I love Dad. Though Angie tells me she loved him first, and though we all agree that Hillary was ridiculously babied by him, and though Kim and Lora would tell me in our childhood arguments that he was their dad, not mine, I’ll go to my grave convinced that no one loved Dad more, the possible exception being Mom. And while that will surely be debated over a meal at this day’s end, and I might even give some ground to my sisters in that friendly argument, I say this much with utter, unmovable conviction, the kind I saw a handful of times in Dad’s defining moments: no one owed him more than I do. To me he was the Savior with skin on, God’s chosen instrument to protect me, love me, and commission me in the Lord’s service.

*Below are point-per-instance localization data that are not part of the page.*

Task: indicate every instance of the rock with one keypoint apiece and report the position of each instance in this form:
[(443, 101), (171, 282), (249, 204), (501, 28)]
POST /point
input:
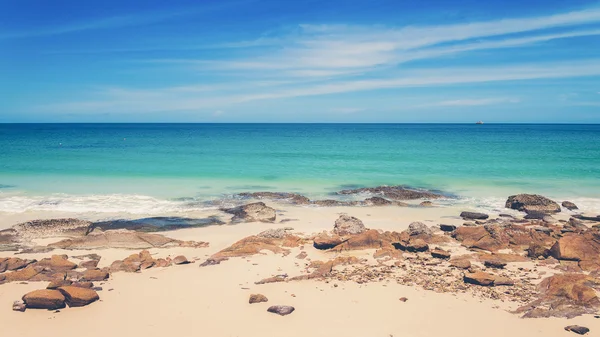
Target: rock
[(377, 201), (257, 298), (44, 299), (584, 248), (395, 192), (180, 260), (503, 281), (78, 297), (493, 237), (536, 250), (325, 241), (58, 283), (123, 238), (564, 295), (418, 228), (293, 198), (278, 233), (57, 263), (532, 203), (569, 205), (257, 211), (38, 229), (479, 278), (440, 253), (493, 263), (474, 216), (94, 275), (281, 310), (417, 245), (460, 263), (348, 225), (19, 306), (447, 228), (580, 330)]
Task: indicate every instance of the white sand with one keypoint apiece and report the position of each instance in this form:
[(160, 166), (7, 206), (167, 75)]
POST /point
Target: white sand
[(191, 301)]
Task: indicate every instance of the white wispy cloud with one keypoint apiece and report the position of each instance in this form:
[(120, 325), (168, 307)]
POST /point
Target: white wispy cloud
[(167, 99)]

Dad was always a man who had little, but who took great joy in giving it away. He found meaning and purpose in loving and serving others. Though he walked with God only half of his life, I have known no one in whom the spiritual transformation of heart and character was more complete. He became a holy man. He was God’s man to the bone. And though somewhere there is a certificate of death inscribed with the name Cecil Warren Miller and the date September 14, 2006, please remember that Dad did not lose his life that day; don’t think it for even a moment. He gave it away little by little each day for the last 30 years. So, what happened last Thursday morning? As far as I can tell, it’s what Jesus said in Matthew 10:39--
“Whoever finds his life will lose it, and whoever loses his life for my sake
will find it.”
If you had the power to grant a man his final wish, would you do it? For many of us it might depend on who that man is. If that man was Cecil Miller, what would you say? I know what his final wish was; I asked and he told me. He said that the one thing that he wanted most in this life is to know that all of his family would love and serve his God. As far as I can tell, that would be the best way that remains for us to honor Dad—to honor the God whom he loves with all his heart.
On behalf of our family, thank you for attending this service today; by your presence here you have honored one who lived so honorably among us, my hero, my dad.